Perhaps not the most positive of readouts but when Frost, the enfant terrible of last year’s troubled trade talks, is involved, such a place of calm is not to be sniffed at. And for all the fire and fury, including hyperbolic headlines of sausage trade wars, there are also signs, albeit rather small, of compromises in the making.
On the table in front of those assembled in the so-called joint committee meeting on Wednesday, including the first and deputy first minister, had been a dauntingly long list of problems facing the people of Northern Ireland as a result of the protocol in the Brexit withdrawal agreement designed to avoid a border on the island of Ireland. They range from the difficulties in taking pets back and forth to Britain to the unintended application of tariff quotas on steel entering Northern Ireland.

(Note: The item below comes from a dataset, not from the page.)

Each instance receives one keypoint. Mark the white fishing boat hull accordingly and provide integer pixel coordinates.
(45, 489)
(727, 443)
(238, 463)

Then there are the difficulties faced by supermarkets in stocking shelves with British products owing to costly paperwork. The EU is proving resistant to broadening out the current trusted trader scheme, which might help deal with that. Brussels complains in turn that the UK has not established the systems necessary to trace goods to ensure they are not being sold on into the Republic of Ireland. But these are all eminently solvable issues.
There are, however, two rather more tricky problems where fundamental interests collide. The first is that the EU is insisting that the full gamut of sanitary and phytosanitary controls will need to be imposed from 1 October on imports from Britain on meat, fish, eggs and diary, including time-consuming export health certificates (EHCs), which need to be completed by a vet or other qualified person. This would be a killer for trade, making it overly expensive for products to enter Northern Ireland from the rest of the UK.
The EU has so far demanded dynamic alignment, if only temporarily, between UK law and its rulebook for these controls to be dispensed with. That is not something the UK will countenance, largely on ideological grounds: they didn’t do Brexit to sign up to EU law.
Officials on both sides who endured the five years of negotiations after the 2016 referendum recognise this debate. There isn’t an easy answer. But a new UK proposal is being analysed in Brussels for any merit.
Then there is the looming British sausage and mincemeat ban. From the end of this month, a grace period on an EU prohibition on the sale of chilled meats imported from outside the bloc is due to come into force. The UK could unilaterally extend the grace period on that ban again – but such a move would almost certainly lead to the EU taking the British government to binding arbitration and potentially enforcing tariffs on UK goods entering the single market in retaliation for breaches of their agreements.
It isn’t a good look, nor great politics given Joe Biden’s previous tweets of concern over British adherence, or lack of, to international law. The UK wants a trade deal with the US president, after all.
However, in a press conference after discussions with Frost, Šefčovič didn’t rule out a mutually agreed extension of the grace period to provide more time for a solution to be hacked out. All is, perhaps, not lost for the British sausage.
It is claimed by Frost that many of these difficulties, arising from erecting a regulatory border between Northern Ireland and Great Britain, couldn’t possibly have been foreseen in the scale and scope they are now taking. Theresa May, who fought against any such arrangement precisely because of the political and economic issues that would arise, would probably have something to say about that. But looking back rarely does Northern Ireland much good. Recent days haven’t been pretty, but Wednesday’s talks do offer some hope that both sides realise that.